"Lottery ticket purchase cortex" = Nice one!
Not to undermine the point of the thread, but I wonder if one is better off securing funding and handling up-front business issues in the West, then coming to East Asia/China strictly for final manufacturing/assembly and just paying them as a vendor? I understand this is the "old fashioned" way; Nike, for example; but I think it is still a relevant approach. Why? A number of related factors:
• Chinese are notoriously risk-averse.
Especially if your product/idea is remotely innovative or different than what is the current dominant seller, you will have trouble finding support there to fund something or for a partner there to assume some of the financial risk with you. Benchmarking, "me-too" products, copying, ripping-off; whatever you want to call it; these approaches are common in Chinese culture because they are perceived as lowering risk.
• Chinese focus on the tangible.
Giving them money to make something is "tangible" to them. Having a finished working prototype or bringing them tooling is somewhat tangible. However, showing them an idea, a rendering, some research data, a strategy, or paperwork alone describing intent from distant distributors/retailers is not as tangible to them and likely will not get you very far very fast.
• Chinese are "collectivists".
They only trust and help the "in-group" and those that have long-term connections with the in-group. If you are coming from somewhere else and asking for something, good luck! Long-term relationships, Guanxi, blah blah blah.

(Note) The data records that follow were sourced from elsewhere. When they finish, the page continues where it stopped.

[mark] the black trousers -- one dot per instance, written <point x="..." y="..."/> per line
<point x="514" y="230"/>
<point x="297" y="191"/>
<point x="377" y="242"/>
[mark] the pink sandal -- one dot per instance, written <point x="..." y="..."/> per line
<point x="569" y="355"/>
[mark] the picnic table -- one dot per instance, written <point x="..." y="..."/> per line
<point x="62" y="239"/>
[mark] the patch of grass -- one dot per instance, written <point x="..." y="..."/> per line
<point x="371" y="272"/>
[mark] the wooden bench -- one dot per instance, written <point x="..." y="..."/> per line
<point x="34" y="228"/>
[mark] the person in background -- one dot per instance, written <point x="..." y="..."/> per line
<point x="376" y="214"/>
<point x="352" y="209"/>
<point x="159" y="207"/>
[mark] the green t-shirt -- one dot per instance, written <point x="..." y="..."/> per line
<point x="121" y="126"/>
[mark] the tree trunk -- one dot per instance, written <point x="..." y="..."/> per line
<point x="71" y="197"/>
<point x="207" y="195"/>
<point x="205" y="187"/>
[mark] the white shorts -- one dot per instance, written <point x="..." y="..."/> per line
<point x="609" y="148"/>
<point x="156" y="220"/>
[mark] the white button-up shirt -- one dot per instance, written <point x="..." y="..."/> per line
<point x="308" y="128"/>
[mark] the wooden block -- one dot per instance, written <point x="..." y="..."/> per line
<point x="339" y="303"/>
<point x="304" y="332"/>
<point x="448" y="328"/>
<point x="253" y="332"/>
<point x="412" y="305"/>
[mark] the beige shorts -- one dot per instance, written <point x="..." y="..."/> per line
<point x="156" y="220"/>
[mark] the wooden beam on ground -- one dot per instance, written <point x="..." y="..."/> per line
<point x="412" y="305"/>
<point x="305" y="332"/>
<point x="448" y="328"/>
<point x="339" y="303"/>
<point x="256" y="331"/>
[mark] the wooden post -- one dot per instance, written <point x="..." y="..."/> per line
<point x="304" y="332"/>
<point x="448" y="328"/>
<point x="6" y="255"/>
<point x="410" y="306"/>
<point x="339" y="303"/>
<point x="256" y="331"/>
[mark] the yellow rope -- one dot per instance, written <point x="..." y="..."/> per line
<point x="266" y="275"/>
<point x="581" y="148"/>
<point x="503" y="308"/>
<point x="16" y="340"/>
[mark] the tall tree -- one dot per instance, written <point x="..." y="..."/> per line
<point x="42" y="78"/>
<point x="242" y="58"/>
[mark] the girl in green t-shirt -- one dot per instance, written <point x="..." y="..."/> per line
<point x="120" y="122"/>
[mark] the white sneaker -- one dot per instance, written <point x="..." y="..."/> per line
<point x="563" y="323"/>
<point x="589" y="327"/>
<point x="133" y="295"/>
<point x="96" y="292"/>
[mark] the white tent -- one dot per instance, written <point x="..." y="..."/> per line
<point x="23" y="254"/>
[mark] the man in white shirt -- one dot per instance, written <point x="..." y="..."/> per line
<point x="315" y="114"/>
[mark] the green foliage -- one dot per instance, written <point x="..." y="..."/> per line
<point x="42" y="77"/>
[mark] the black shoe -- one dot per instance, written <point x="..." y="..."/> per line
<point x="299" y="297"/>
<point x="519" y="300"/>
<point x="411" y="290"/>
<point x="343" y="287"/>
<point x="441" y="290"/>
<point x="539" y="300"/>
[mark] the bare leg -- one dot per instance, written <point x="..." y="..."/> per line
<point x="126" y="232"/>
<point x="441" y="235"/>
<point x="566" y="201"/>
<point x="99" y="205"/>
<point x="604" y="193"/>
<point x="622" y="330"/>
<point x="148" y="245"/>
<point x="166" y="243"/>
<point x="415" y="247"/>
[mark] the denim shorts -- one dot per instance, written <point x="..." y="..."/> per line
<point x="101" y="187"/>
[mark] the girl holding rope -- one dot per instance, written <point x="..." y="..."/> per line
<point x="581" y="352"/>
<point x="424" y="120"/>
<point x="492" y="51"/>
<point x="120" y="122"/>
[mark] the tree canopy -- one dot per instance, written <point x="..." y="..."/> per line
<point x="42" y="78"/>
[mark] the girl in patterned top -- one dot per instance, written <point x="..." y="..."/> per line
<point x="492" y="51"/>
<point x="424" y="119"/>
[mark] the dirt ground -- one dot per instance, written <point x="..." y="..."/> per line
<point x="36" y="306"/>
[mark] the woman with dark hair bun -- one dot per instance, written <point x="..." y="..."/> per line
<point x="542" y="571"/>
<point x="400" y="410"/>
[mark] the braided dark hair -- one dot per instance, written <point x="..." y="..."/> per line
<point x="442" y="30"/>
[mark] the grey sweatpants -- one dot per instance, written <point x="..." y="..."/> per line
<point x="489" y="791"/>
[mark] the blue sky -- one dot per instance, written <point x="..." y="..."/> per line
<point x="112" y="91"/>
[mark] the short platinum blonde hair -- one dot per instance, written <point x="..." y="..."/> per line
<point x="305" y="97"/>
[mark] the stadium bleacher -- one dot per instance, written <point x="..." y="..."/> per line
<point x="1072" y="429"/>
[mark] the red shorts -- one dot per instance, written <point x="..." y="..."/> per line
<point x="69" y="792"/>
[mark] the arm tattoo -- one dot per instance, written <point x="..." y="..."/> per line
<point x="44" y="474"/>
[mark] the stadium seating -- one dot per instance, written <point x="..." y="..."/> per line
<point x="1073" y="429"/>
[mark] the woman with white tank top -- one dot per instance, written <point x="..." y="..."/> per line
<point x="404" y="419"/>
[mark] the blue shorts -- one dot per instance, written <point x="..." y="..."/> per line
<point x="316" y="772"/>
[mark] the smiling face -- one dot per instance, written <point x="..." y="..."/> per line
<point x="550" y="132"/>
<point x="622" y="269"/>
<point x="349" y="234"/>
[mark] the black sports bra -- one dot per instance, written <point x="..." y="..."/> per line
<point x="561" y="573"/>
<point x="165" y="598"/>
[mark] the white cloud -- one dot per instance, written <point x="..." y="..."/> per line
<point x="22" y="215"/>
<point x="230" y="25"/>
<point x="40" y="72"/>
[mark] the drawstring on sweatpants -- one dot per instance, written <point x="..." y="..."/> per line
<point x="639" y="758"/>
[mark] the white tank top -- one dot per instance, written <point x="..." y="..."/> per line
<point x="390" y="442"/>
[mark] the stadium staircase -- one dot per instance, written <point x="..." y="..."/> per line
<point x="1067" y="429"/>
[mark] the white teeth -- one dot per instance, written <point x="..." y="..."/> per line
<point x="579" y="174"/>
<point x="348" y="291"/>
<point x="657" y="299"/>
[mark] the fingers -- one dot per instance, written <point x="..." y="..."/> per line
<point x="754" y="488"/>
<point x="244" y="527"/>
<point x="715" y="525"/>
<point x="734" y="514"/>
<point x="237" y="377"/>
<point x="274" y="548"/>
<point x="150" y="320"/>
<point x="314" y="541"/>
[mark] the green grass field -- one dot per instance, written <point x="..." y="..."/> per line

• Chinese do not respect the concept of intellectual property. (Obvious!)
There is little protection for you and your product there. And involving Chinese early in the process and sharing everything with your partner/investor along the way only exposes you to more risk. If you've got something successful/profitable, you'll get ripped off either way; but better to get ripped off later than sooner!
• Chinese see "win-lose" in business, not "win-win".*
*While the other items above are pretty well-documented and will probably ring true to most with experience in this culture, this one may be more of a personal opinion? In most negotiations and partnerships in the West, I think both parties can approach them thinking generally positively. Thinking that the pie will be big enough to share, hoping that the pie will expand, and believing that one partner's success can be good for the other partner. "Grow together". While this may work sometimes within extreme "in-groups" (families, for example) in China, I think the norm is for parties to harbour a "win-lose" attitude; believe that one person's gain is the other's loss; the pie is limited and every piece you get is one less piece for me. Kiasu, blah blah blah. So the question is, do you really think you will "win" in a relationship with Chinese? (or vs Chinese!)
(I wonder what others with experience in the region think of this observation?)
I suppose it's not impossible to get a reliable Chinese company/partners to help start and finance your project, and I don't want to sound discouraging; but given the tendencies mentioned above, I can't help but think taking care of the up-front business issues at home in the West (where you are more familiar with the quirks and faults of the locals and their perhaps equally flawed system) is still the best option for most.